Why Isn’t Confidence taught in Schools?

Why Confidence Isn’t Taught in Schools and How SHIRUDO RYU Hybrid Karate helps Build It

As parents, we all want our children to be confident.

We want them to believe in themselves, speak up when it matters, make good decisions, and have the courage to face challenges. Yet confidence is one of the most important life skills a child can develop, and unfortunately, it’s not something that is directly taught in most schools.

Schools do an incredible job of teaching academic subjects. They teach literacy, numeracy, science, history and many other valuable skills. But confidence is different. Confidence is developed through experience, challenge, failure, persistence and achievement.

It isn’t taught from a textbook.

It is built through doing.

Confidence Means Speaking Up

Many children know the answer in class but are afraid to raise their hand.

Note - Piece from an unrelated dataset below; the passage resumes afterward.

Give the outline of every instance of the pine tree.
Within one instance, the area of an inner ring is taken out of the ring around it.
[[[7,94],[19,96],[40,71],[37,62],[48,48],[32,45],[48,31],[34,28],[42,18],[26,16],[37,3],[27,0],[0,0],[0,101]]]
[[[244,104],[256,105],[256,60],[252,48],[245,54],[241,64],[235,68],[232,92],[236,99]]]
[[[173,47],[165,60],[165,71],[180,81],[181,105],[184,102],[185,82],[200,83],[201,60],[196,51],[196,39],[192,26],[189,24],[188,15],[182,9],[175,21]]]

Others avoid trying new activities because they worry about making mistakes or being judged by their peers.

Confident children aren’t fearless. They simply learn to act despite feeling nervous.

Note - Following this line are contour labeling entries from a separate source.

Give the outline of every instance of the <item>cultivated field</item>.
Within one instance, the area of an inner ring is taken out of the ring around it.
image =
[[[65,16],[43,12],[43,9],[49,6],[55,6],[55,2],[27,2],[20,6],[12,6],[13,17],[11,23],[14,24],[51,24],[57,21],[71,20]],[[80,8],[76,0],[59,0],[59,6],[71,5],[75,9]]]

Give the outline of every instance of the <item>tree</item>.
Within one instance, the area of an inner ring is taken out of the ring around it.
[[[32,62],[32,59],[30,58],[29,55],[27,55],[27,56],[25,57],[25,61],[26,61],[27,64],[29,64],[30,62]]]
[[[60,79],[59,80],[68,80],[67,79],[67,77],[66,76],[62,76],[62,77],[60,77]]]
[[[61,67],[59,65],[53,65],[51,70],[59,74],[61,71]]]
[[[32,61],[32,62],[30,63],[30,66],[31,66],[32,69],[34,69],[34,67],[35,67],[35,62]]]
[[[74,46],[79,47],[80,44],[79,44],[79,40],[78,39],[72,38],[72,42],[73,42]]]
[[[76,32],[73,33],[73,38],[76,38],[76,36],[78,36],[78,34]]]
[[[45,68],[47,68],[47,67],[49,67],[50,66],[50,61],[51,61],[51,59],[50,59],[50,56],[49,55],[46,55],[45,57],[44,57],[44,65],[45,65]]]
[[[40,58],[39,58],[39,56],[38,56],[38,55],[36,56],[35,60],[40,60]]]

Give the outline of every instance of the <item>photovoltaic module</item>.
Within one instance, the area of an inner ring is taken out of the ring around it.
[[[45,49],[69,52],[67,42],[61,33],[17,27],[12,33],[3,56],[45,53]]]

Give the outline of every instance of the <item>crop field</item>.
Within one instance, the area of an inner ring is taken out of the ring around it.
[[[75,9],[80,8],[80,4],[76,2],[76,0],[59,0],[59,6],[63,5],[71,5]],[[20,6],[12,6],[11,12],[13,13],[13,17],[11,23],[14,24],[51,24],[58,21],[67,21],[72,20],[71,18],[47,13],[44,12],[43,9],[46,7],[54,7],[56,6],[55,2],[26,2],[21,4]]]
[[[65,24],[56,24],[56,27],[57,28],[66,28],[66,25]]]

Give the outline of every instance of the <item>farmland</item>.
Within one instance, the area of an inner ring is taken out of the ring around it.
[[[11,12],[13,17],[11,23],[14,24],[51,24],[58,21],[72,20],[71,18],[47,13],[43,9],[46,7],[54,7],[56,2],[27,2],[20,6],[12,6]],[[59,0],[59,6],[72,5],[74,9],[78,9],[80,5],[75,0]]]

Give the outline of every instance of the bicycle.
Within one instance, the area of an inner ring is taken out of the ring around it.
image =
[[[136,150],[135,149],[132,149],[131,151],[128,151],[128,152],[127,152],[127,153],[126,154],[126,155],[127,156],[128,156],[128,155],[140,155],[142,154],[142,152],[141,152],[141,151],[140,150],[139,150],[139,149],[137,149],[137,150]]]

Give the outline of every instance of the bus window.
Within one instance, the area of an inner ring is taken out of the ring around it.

In martial arts training, students are regularly encouraged to step outside their comfort zone. Whether it’s answering questions, demonstrating techniques in front of the class, leading warm-ups, or participating in grading examinations, they learn that speaking up and having a go is often far less scary than they imagined.

Over time, those small moments create lasting confidence.

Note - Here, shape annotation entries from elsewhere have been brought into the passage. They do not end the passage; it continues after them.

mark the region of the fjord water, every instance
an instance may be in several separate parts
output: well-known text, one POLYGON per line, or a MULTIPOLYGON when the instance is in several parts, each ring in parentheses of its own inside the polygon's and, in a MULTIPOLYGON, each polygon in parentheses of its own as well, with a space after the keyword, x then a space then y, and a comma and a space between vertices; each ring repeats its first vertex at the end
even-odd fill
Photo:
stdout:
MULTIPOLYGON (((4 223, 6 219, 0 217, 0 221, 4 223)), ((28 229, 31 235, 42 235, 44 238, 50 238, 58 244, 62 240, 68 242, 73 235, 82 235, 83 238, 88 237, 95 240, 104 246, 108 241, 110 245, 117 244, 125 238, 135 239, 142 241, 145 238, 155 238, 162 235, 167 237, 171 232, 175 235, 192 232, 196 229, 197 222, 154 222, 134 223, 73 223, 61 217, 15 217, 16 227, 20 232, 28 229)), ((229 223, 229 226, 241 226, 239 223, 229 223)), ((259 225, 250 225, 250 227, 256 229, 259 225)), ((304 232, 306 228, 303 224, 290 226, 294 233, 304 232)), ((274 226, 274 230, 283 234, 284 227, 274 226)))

Confidence Helps Children Handle Peer Pressure

One of the biggest challenges facing young people today isn’t physical bullying—it’s social pressure.

The pressure to fit in.

The pressure to follow the crowd.

The pressure to stay silent when something doesn’t feel right.

Children who lack confidence often seek approval from others because they don’t yet trust their own judgment.

Martial arts helps develop something incredibly valuable: self-belief.

When children work hard to achieve goals, earn new belts, and overcome challenges through their own effort, they begin to realise they don’t need constant validation from others.

They become more comfortable making decisions based on their values rather than the opinions of those around them.

Confidence Changes How Children Carry Themselves

Confidence isn’t always something you hear.

Often, it’s something you see.

You see it in posture.

You see it in eye contact.

You see it in the way a child walks into a room.

Martial arts teaches children to stand tall, make eye contact, communicate respectfully and carry themselves with purpose.

These simple habits have a powerful effect.

Research and real-world experience consistently show that confident body language can influence not only how others see us, but how we see ourselves.

When children learn to stand tall physically, they often begin standing taller emotionally as well.

Confidence Is Built Through Setbacks

Perhaps the biggest misconception about confidence is that it comes from winning.

In reality, confidence is built through overcoming challenges.

Every child will face setbacks.

They will make mistakes.

They will lose.

They will fail at things before they succeed.

The question isn’t whether setbacks will happen. The question is how they respond when they do.

Martial arts provides a safe environment where children learn that failure isn’t something to fear. It’s simply part of the learning process.

A technique doesn’t work? Try again.

A grading doesn’t go perfectly? Learn from it.

A challenge feels difficult? Keep showing up.

Each time a child works through adversity, their resilience grows.

And resilience is one of the strongest foundations of genuine confidence.

Building More Than Martial Artists

At SHIRUDO, our goal has never been simply to teach punches and kicks.

We use martial arts as a vehicle to develop confidence, discipline, resilience, respect and character.

Because one day, our students won’t remember every technique they learned.

But they will remember how it felt to believe in themselves.

And that confidence will stay with them long after they leave the training floor.

After all, confidence isn’t something that can be given to a child.

It’s something they build, one challenge at a time.